04 Lip 2010, Nie 15:08, PID: 213386
hero napisał(a):krys840 szacunek za to, co napisales 100 % prawdy.Dzięki, przepraszam za błędy.
sensual napisał(a):wolalbym byc kaleką ale miec ambicje i checi do zycia (...)A może dla co poniektórych z nas nie ma miejsca pośród standardowych ról społecznych? Może jałowa pustka emocjonalna, która rodzi się w nas, a która raczej dotyczy każdego człowieka dziś, to jakby wegetatywny stan fizyczny adekwatny do skutków życia w dzisiejszym trybie życia czy może raczej do prób dostosowania się do życia za murem, którym się jednocześnie odgradzamy od innych? Nie wiem, czy wy koniecznie tak macie, ale ja generalnie radykalnie się odciąłem, na miarę obłędu, bo uznano mnie za chorego. Uciekam poniekąd od życia; próbuję je ogarnąć, analizuję realia bytowe i jakby integruję się z ludźmi i pierwotnymi żywiołami i wszechświatem, ale będąc w prawie żadnym stopniu nie usposobiony do życia we wspólnocie na bieżacych zasadach. Jakby same te poszukiwania były wyczerpujące i walka na pozór z chorobą czy fobią mnie pochłaniała. Skoro się wyizolowałem i idealizuję teraz wspólnotę, to jestem blisko wszystkich i wszystkiego, ale nie mogę jednak się zaangażować w plan społeczny. Jakbym zaczął go krytycznie oceniać i uznałem, że nie pasuje do świata przez wzgląd na niewystarczające przesłanki do uzyskania stabilności wewnętrznej no co dzień. Żeby znaleźć alternatywę chyba muszę najpierw wiedzieć, co powiedzieć o tym, co mnie odstręcza od standadowych ról. Banalna sprawa. Jeśli setki godzin poświęcam na analizy i roztrząsanie sytuacji, w których się znalazłem, to jakbym przyglądął się najpierwotniejszym mechanizmom i żywiołom, które mogą mi powiedzieć, co jest powodem takiego stanu rzeczy.
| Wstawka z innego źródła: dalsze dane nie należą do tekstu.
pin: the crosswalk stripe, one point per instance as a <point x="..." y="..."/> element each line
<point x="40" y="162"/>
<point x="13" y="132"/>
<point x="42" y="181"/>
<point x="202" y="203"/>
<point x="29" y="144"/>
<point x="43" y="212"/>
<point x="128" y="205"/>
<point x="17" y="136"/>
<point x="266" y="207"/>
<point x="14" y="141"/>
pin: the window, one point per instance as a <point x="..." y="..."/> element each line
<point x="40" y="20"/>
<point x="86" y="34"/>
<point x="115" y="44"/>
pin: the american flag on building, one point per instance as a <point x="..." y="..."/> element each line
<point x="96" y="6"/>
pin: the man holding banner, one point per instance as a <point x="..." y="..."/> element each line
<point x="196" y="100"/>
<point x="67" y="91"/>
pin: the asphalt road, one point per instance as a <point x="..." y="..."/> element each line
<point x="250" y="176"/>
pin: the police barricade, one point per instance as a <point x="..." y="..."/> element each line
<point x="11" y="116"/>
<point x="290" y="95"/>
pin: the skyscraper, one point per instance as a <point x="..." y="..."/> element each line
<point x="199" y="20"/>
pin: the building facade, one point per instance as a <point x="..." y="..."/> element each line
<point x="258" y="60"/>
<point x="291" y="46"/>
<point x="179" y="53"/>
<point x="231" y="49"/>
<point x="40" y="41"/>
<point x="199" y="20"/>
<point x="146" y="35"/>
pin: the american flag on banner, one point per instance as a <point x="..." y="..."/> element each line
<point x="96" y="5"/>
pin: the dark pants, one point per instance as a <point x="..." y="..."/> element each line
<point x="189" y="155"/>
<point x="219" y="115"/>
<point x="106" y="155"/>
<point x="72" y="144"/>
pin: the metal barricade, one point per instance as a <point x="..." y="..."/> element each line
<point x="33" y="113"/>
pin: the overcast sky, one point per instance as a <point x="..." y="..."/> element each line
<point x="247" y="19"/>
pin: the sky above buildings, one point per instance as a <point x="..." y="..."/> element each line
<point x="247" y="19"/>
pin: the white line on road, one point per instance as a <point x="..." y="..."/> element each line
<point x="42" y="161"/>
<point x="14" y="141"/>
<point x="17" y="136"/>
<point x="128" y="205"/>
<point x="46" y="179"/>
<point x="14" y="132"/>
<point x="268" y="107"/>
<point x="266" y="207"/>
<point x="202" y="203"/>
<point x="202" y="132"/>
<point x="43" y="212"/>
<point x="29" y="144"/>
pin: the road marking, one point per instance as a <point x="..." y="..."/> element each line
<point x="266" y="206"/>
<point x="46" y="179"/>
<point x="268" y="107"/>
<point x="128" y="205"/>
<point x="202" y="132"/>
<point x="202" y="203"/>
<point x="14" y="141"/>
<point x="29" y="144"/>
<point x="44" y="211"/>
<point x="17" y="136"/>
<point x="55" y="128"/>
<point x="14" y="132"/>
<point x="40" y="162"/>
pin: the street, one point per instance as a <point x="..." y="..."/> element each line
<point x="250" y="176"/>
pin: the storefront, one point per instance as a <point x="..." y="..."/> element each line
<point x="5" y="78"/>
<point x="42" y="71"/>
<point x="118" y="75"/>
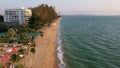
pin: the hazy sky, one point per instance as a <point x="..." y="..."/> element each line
<point x="98" y="7"/>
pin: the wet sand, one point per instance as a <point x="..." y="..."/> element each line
<point x="45" y="56"/>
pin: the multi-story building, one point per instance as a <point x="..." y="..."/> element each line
<point x="15" y="17"/>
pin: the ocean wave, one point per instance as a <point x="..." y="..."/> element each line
<point x="59" y="51"/>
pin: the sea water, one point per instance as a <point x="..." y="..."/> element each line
<point x="89" y="42"/>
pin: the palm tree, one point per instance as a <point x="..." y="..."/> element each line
<point x="15" y="58"/>
<point x="11" y="33"/>
<point x="33" y="52"/>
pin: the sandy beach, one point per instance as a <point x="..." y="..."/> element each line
<point x="45" y="56"/>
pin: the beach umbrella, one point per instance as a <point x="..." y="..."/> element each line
<point x="5" y="58"/>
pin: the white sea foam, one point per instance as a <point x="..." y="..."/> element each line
<point x="59" y="51"/>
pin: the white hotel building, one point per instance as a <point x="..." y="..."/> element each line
<point x="15" y="17"/>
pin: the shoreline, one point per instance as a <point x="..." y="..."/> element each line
<point x="46" y="49"/>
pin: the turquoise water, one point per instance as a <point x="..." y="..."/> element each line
<point x="90" y="41"/>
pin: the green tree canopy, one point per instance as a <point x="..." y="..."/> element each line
<point x="42" y="15"/>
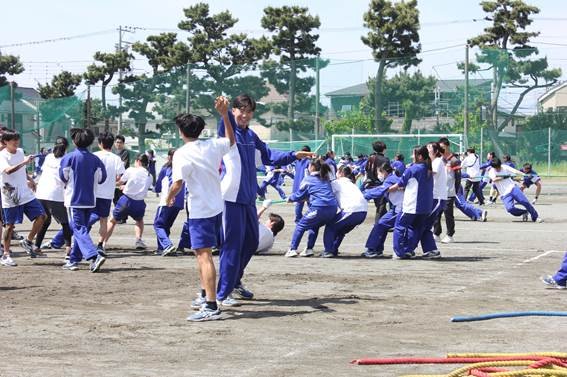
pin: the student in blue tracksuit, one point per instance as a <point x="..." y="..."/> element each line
<point x="81" y="171"/>
<point x="378" y="234"/>
<point x="531" y="178"/>
<point x="166" y="215"/>
<point x="322" y="203"/>
<point x="239" y="187"/>
<point x="300" y="172"/>
<point x="439" y="172"/>
<point x="272" y="179"/>
<point x="353" y="210"/>
<point x="417" y="182"/>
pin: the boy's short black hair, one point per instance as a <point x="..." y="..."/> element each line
<point x="278" y="223"/>
<point x="190" y="125"/>
<point x="10" y="135"/>
<point x="379" y="146"/>
<point x="106" y="139"/>
<point x="244" y="101"/>
<point x="82" y="137"/>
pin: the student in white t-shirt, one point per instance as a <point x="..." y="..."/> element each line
<point x="104" y="192"/>
<point x="17" y="197"/>
<point x="510" y="193"/>
<point x="197" y="165"/>
<point x="269" y="229"/>
<point x="51" y="194"/>
<point x="134" y="183"/>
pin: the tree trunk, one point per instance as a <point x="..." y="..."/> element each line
<point x="291" y="98"/>
<point x="378" y="100"/>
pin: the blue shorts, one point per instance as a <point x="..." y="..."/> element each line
<point x="102" y="208"/>
<point x="15" y="215"/>
<point x="129" y="207"/>
<point x="205" y="232"/>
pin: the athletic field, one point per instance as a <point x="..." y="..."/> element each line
<point x="310" y="316"/>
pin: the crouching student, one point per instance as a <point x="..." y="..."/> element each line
<point x="316" y="187"/>
<point x="353" y="210"/>
<point x="166" y="215"/>
<point x="378" y="234"/>
<point x="417" y="182"/>
<point x="196" y="164"/>
<point x="81" y="171"/>
<point x="135" y="183"/>
<point x="17" y="197"/>
<point x="510" y="193"/>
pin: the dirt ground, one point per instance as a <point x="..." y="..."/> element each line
<point x="310" y="317"/>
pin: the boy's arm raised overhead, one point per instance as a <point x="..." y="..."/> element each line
<point x="221" y="105"/>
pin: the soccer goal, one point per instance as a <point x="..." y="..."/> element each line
<point x="357" y="144"/>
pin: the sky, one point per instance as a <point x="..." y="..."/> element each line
<point x="445" y="27"/>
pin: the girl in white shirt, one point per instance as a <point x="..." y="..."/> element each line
<point x="353" y="211"/>
<point x="135" y="183"/>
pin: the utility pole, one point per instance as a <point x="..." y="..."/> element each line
<point x="317" y="99"/>
<point x="466" y="100"/>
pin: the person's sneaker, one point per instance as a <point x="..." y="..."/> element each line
<point x="372" y="254"/>
<point x="98" y="262"/>
<point x="434" y="254"/>
<point x="140" y="244"/>
<point x="550" y="283"/>
<point x="205" y="314"/>
<point x="447" y="239"/>
<point x="198" y="302"/>
<point x="7" y="261"/>
<point x="291" y="254"/>
<point x="168" y="250"/>
<point x="28" y="247"/>
<point x="306" y="253"/>
<point x="229" y="301"/>
<point x="71" y="266"/>
<point x="243" y="293"/>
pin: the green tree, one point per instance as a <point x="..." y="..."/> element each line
<point x="109" y="65"/>
<point x="394" y="40"/>
<point x="505" y="48"/>
<point x="224" y="57"/>
<point x="62" y="85"/>
<point x="293" y="39"/>
<point x="9" y="65"/>
<point x="165" y="55"/>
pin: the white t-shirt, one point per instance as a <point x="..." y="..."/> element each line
<point x="50" y="186"/>
<point x="15" y="190"/>
<point x="506" y="185"/>
<point x="439" y="179"/>
<point x="266" y="239"/>
<point x="138" y="181"/>
<point x="349" y="196"/>
<point x="472" y="165"/>
<point x="114" y="167"/>
<point x="197" y="163"/>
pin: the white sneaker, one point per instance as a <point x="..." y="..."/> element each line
<point x="140" y="245"/>
<point x="447" y="239"/>
<point x="291" y="253"/>
<point x="7" y="261"/>
<point x="306" y="253"/>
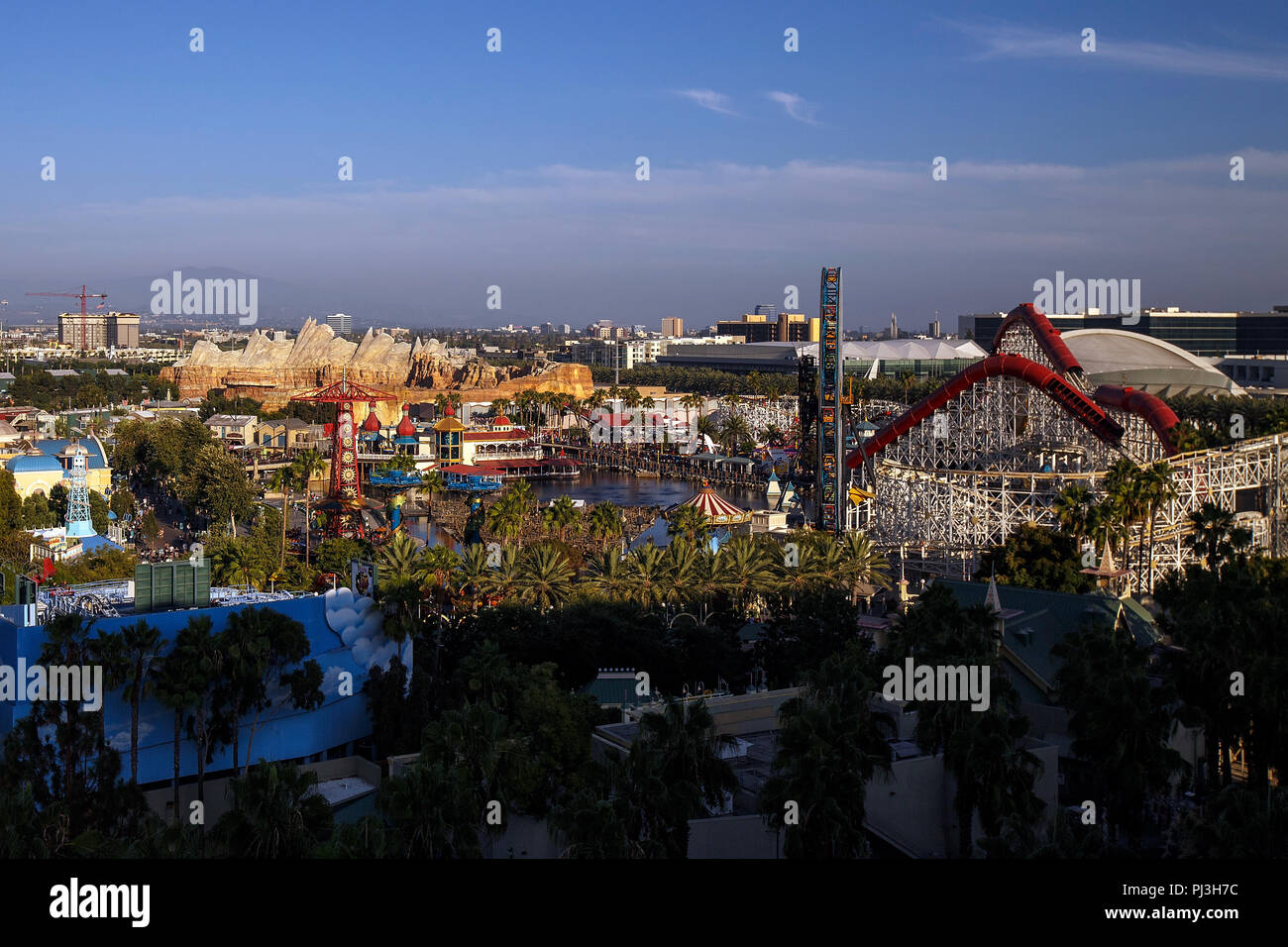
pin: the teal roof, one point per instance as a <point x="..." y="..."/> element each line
<point x="614" y="688"/>
<point x="34" y="463"/>
<point x="1035" y="620"/>
<point x="94" y="462"/>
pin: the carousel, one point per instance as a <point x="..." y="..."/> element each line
<point x="717" y="510"/>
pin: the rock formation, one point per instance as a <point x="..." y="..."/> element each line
<point x="274" y="371"/>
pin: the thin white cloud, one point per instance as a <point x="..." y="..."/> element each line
<point x="1012" y="42"/>
<point x="708" y="98"/>
<point x="558" y="235"/>
<point x="795" y="106"/>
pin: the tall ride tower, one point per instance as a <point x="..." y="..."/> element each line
<point x="80" y="525"/>
<point x="828" y="497"/>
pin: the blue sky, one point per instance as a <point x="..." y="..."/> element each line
<point x="518" y="167"/>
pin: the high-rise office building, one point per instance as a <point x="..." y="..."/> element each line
<point x="99" y="330"/>
<point x="759" y="326"/>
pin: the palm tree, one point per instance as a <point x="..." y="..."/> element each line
<point x="142" y="650"/>
<point x="308" y="466"/>
<point x="437" y="567"/>
<point x="746" y="571"/>
<point x="605" y="522"/>
<point x="275" y="813"/>
<point x="523" y="496"/>
<point x="507" y="578"/>
<point x="433" y="810"/>
<point x="505" y="518"/>
<point x="473" y="575"/>
<point x="282" y="482"/>
<point x="829" y="748"/>
<point x="862" y="565"/>
<point x="692" y="768"/>
<point x="1215" y="536"/>
<point x="545" y="579"/>
<point x="649" y="577"/>
<point x="434" y="483"/>
<point x="236" y="564"/>
<point x="188" y="681"/>
<point x="688" y="522"/>
<point x="606" y="574"/>
<point x="399" y="558"/>
<point x="1074" y="509"/>
<point x="562" y="515"/>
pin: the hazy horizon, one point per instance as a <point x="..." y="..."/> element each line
<point x="518" y="169"/>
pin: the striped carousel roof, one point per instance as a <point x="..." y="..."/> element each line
<point x="716" y="509"/>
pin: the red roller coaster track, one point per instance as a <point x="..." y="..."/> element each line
<point x="1069" y="398"/>
<point x="1155" y="412"/>
<point x="1046" y="335"/>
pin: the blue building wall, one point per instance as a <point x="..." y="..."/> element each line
<point x="287" y="735"/>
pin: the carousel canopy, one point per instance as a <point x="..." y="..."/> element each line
<point x="716" y="509"/>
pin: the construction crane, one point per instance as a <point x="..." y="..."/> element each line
<point x="82" y="295"/>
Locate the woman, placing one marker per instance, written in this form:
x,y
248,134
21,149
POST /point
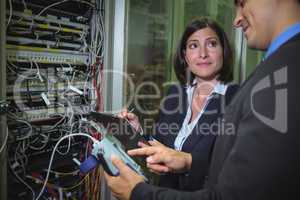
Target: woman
x,y
190,116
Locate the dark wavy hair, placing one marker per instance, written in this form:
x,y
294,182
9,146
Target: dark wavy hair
x,y
180,66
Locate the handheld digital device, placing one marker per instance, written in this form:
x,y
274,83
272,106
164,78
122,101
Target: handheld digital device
x,y
111,144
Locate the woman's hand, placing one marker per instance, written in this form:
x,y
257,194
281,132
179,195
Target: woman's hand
x,y
121,186
132,119
161,159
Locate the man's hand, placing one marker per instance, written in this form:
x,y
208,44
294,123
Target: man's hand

Uważam, że nie jestem tylko buntownikiem czy ofiarą losu na miarę tych, których jest wielu, ale że to coś więcej. Mianowicie wychodzę z założenia - odnośnie wątku - że jestem jakby niepełnosprawny choć mam zdrowe ręce i nogi. Jestem ograniczony, bo istnieją przesłanki ku temu, że te ograniczenia zaowocują, tzn., odnoszę silne wrażenie, najczęściej mnie porywa z tego powodu, że każdy człowiek, choćby zdrowy, powinien zachowywać się adekwatnie do moich własnych mimowolnych szaleńczych wewnętrznych ekspedycji. Musi być przjęty jakby do głębi kondycją moralno - obyczajową, czy po prostu stanem psycho - fizycznym każdego tak, że to silne poruszenie każdego człowieka popycha dziś do urzeczywistniania planów na niebotyczną skalę. Takich, których my osiągnąć nie możemy. Myślę, że to brnie w stronę poważnego załamania nastrojów poprzez degenerację fizyczną m. in.
Może zastanówcie się, czy tryb życia nas nie rujnuje, czy czasem nie jest tak, że jedno wydarzenie szczytowe w życiu nie oddaje tej prawdy z otoczenia.
Gdyby szukać logiki w moim na pozór bezczynnym trwaniu, to tak się ona maluje. Nie wiem, na ile to dotyczy was, ale mi los zgotował takie sytuacje mimowolnie, że nie śmiem już wątpić w "chore sny".
Prościej: myślę, że wspóczesny człowiek staje się jakby kaleką, tzn., nie dostosował on systemowych ram do tego, by móc bez drastycznych skutków je pełnić. A skutki przeciążania się wychodzą w długoterminowym kontekście, więc jeśli macie okazję "pobujać" o tym, to może to jedyna okazja, by się o tym przekonać, zanim ockniecie się w "niebycie".